The proposed changes, set to be the toughest in the country, will see the maximum penalty for concealing child abuse increased from two to five years, or seven years if the person received a benefit for concealing.
It comes after Maitland pastor Bob Cotton launched a petition pushing for the reform, which amassed 13,000 signatures, as covered by The Mercury over the past few months.
Pastor Cotton said he believed the proposed law change was “one of the most significant pieces of legislation” to come out of the Royal Commission into Institutional Responses to Child Sex Abuse.
“I’m very grateful the government has done this,” he said. “They’ve listened to the people.”

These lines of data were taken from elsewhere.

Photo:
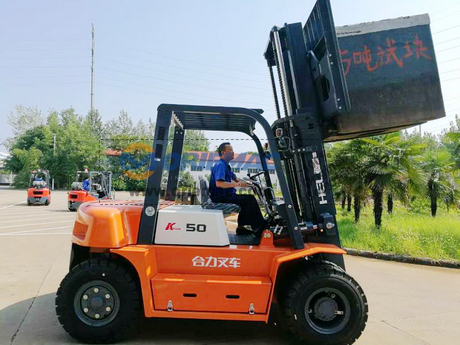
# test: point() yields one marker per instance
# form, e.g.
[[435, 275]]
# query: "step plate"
[[211, 293]]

Pastor Cotton has been pushing for the change for more than two years. Fairfax Media reported back in October 2016 that he had joined forces with survivors Peter Gogarty and Paul Gray to push for the law reform.

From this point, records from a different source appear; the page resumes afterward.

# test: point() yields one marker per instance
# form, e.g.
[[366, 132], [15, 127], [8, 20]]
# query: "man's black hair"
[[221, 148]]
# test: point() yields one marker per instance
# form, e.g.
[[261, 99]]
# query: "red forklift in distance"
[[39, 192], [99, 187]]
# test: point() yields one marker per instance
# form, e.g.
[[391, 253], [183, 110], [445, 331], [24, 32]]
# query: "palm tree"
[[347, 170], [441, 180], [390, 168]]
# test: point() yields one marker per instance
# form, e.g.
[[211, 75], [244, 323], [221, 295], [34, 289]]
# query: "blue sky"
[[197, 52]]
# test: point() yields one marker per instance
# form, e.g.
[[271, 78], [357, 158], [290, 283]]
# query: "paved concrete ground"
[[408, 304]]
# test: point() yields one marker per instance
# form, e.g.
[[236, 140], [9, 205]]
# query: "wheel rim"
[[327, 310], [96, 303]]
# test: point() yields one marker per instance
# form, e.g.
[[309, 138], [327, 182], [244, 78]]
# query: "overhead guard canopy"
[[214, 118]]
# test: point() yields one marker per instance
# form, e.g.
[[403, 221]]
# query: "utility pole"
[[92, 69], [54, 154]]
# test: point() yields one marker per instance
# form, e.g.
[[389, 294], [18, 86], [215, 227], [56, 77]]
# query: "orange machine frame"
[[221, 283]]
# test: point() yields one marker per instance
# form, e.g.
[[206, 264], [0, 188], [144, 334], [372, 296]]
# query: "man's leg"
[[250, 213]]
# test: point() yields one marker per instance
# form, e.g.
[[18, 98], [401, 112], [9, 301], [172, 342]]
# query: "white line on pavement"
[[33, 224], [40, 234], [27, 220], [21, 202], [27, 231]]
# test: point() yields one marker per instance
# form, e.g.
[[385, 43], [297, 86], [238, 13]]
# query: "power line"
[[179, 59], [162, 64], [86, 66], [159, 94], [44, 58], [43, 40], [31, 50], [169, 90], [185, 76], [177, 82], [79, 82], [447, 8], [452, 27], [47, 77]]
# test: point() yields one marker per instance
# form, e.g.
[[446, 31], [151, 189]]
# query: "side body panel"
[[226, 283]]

Pastor Cotton joined Mr Gogarty and Mr Gray in Sydney with Attorney General Mark Speakman to announce the proposed new laws on Monday.
He said he “always thought” the changes would come, but did not expect as much resistance as he initially received.

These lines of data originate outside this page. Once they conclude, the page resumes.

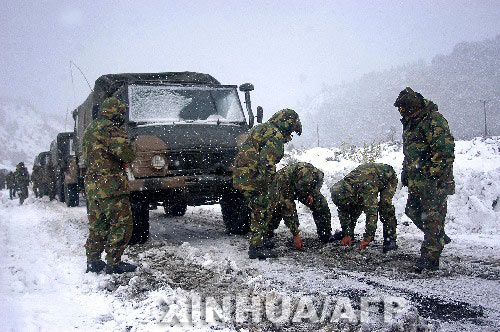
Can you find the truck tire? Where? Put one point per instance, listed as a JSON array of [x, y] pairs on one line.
[[140, 216], [177, 209], [71, 195], [235, 213]]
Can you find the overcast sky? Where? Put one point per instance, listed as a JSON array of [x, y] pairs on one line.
[[287, 49]]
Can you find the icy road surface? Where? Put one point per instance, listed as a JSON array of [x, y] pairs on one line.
[[44, 287]]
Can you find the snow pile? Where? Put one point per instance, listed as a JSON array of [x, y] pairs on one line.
[[475, 207]]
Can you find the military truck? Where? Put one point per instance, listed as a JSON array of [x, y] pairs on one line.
[[41, 160], [61, 154], [185, 127]]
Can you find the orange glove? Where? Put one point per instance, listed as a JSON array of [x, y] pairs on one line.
[[363, 244], [297, 242], [309, 200], [346, 241]]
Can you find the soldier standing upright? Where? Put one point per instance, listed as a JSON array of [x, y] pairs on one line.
[[301, 181], [429, 153], [358, 192], [36, 178], [254, 174], [106, 149], [22, 180], [11, 185], [49, 178]]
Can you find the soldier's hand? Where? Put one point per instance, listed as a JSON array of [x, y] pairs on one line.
[[309, 200], [297, 242], [346, 241], [363, 244]]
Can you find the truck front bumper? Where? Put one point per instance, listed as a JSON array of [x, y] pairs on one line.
[[185, 183]]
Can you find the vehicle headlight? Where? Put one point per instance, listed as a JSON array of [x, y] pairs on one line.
[[158, 162]]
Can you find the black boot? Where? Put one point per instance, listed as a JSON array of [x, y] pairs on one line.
[[338, 235], [268, 242], [261, 252], [389, 244], [95, 266], [426, 264], [327, 238], [119, 268]]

The government introduced some reforms to child abuse laws back in June, but kept the maximum penalty for concealing at two years.
“I was really disappointed on June 20,” he said. “Those laws hadn’t worked in the past.”
Mr Speakman said upon reflection, he realised the June 20 changes did not reflect community expectation.
“It doesn’t reflect the reality that often those who conceal the abuse are just as culpable as those who engage in the abuse in the first place,” Mr Speakman said.
Pastor Cotton said he believed amending the laws would change the future.
“It’s not going to be worth people’s while to protect pedophiles,” he said.
Mr Speakman agreed that law change would have an impact.
“Child abuse can lead to a lifetime of trauma for victims and should be reported to police immediately,” Mr Speakman said.
“Increasing penalties for concealment will deter people from protecting pedophiles or turning a blind eye to their crimes.
“These reforms will enable courts to impose longer sentences on people who protect pedophiles and other heinous child abusers.”
The law changes will not be retrospective, meaning any people who have concealed abuse up until the laws are finalised will face the current maximum penalty.
NSW and Victoria are the only states in Australia with a concealment offence specifically related to child abuse (NSW) or child sexual abuse (Victoria). In Victoria, the maximum penalty is three years’ imprisonment.